A guide to health & well-being for young people

Young people with disabilites

Understanding not sympathy

Young people with disabilities are exactly the same as young people without disabilities, however, having a disability could mean you are unable to do the things that other people can do. You may face more challenges, but life can still be as fun and full of achievement.

"Being a teenager can be a tough time, sometimes it’s even harder with a disability."

Everyone wants to fit in and it can be easy to feel you are alone. Remember you don’t have to go it alone - there’s loads of support, practical and financial help out there for you. This can be an exciting time. Up until now, your parents have probably made all your decisions - now you can start to make some choices for yourself. Whether you’re at a special needs, mainstream school or college, a good education can improve your chances later in life, education is important for everyone. Just because you have a disability of some sort does not mean you can’t live a full and exciting life.

When you're 16:

If you have a disability, these things can change:

  • You can choose where you live for example, you might want to stay at home with your parents or apply for sheltered housing.

  • You can leave school and start work if you want to. Disability employment advisers at your local job centre can help you.

  • Personal Independence Payment (PIP) can be paid directly to you.

  • You may get Employment and Support Allowance if you can’t work.

  • If you want to continue with your education, you may get extra money with a Disabled Students’ Allowance.


In healthcare, the word ‘transition’ is used to describe the planning, preparing and moving on from children’s healthcare to adult healthcare. It’s a gradual process and gives everyone time to talk about what healthcare you will need as an adult, choose which adult hospital or services are best for you and make sure you are ready for the move.

Most young people move on to an adult hospital and adult hospital services between 16 and 18 years old. Sometimes, young people move from a children’s hospital to an adolescent unit at 13 or 14 years old, instead of moving straight to an adult hospital. You can ask the consultant or clinical nurse specialist about when you will be making the move.

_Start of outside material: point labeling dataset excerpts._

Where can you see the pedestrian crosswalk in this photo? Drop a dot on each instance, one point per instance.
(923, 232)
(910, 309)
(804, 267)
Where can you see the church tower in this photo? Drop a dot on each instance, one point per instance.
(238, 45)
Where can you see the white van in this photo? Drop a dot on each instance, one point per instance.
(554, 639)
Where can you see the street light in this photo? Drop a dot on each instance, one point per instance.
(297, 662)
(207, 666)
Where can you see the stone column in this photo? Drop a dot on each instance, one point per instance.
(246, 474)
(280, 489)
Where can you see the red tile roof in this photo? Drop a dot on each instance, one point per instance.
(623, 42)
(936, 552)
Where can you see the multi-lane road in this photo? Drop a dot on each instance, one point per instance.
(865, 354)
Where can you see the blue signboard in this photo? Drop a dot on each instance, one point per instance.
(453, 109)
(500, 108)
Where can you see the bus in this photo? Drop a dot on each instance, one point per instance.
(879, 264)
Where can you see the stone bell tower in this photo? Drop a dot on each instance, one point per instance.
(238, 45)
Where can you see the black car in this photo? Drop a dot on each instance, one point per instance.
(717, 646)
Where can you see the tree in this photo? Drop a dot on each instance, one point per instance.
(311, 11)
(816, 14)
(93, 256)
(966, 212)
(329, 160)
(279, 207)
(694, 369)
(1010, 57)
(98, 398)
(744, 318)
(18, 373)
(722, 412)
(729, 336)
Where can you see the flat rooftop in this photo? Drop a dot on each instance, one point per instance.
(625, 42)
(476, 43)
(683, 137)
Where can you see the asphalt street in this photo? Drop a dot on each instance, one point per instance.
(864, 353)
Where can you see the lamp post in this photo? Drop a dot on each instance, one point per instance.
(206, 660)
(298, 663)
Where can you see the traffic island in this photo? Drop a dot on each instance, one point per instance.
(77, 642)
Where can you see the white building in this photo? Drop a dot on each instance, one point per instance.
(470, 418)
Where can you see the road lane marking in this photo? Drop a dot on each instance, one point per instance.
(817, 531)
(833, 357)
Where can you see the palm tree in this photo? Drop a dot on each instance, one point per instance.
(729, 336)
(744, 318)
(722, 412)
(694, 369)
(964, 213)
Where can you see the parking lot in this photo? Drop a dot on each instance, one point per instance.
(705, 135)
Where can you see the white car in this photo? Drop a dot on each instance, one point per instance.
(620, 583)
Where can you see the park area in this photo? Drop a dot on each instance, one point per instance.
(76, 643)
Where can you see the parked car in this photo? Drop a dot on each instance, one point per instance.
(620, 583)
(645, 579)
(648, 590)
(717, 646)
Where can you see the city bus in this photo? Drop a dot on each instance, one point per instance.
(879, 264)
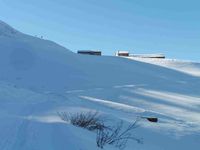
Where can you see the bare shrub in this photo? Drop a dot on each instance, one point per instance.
(118, 136)
(88, 120)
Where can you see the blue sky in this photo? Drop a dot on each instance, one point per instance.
(141, 26)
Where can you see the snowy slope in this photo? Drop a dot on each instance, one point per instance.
(39, 78)
(191, 68)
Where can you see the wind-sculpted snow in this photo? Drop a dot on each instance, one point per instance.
(39, 78)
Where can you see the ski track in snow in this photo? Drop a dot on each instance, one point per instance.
(39, 78)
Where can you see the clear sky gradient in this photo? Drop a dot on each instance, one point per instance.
(171, 27)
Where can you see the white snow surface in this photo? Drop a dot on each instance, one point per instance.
(39, 78)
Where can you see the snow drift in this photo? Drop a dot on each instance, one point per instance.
(39, 78)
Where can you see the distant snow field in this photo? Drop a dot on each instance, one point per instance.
(39, 78)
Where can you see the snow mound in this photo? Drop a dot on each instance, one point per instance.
(39, 78)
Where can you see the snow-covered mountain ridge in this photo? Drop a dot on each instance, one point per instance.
(39, 78)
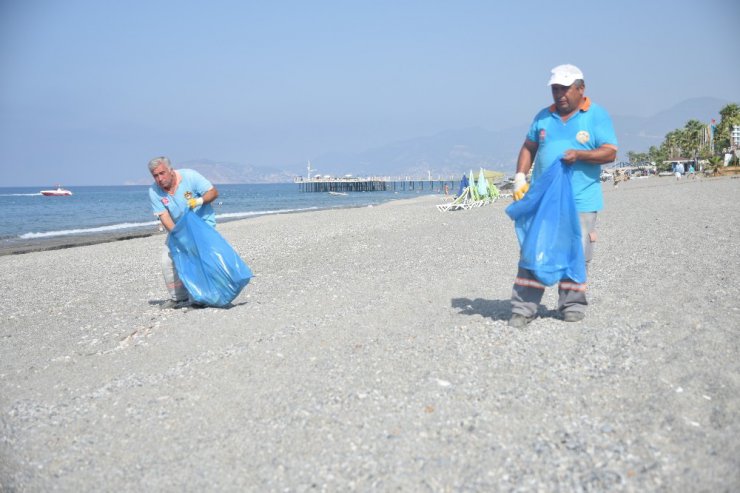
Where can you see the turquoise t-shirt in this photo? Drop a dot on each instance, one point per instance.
(191, 184)
(588, 129)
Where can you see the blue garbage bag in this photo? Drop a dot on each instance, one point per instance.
(548, 228)
(212, 272)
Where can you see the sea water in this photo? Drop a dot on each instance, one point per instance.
(28, 215)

Young people will be given a lot more independence, where appropriate and will be encouraged to learn about their condition, so that they can be more involved in their care and decision making and take responsibility for their medicines.

Try to keep a list of important emergency telephone numbers. You may find an ‘Alert’ bracelet useful, if you have a condition that may change suddenly.

Think about making your own appointments. At the adult service, during appointments or admissions, doctors, nurses and other staff will spend more time talking to the young person than their parents, although they are still encouraged to attend the appointments.

If you are not able to make your own decisions after the age of 16 talk to your personal adviser or social worker for advice on mental capacity and the role of deputyship in regards to health matters.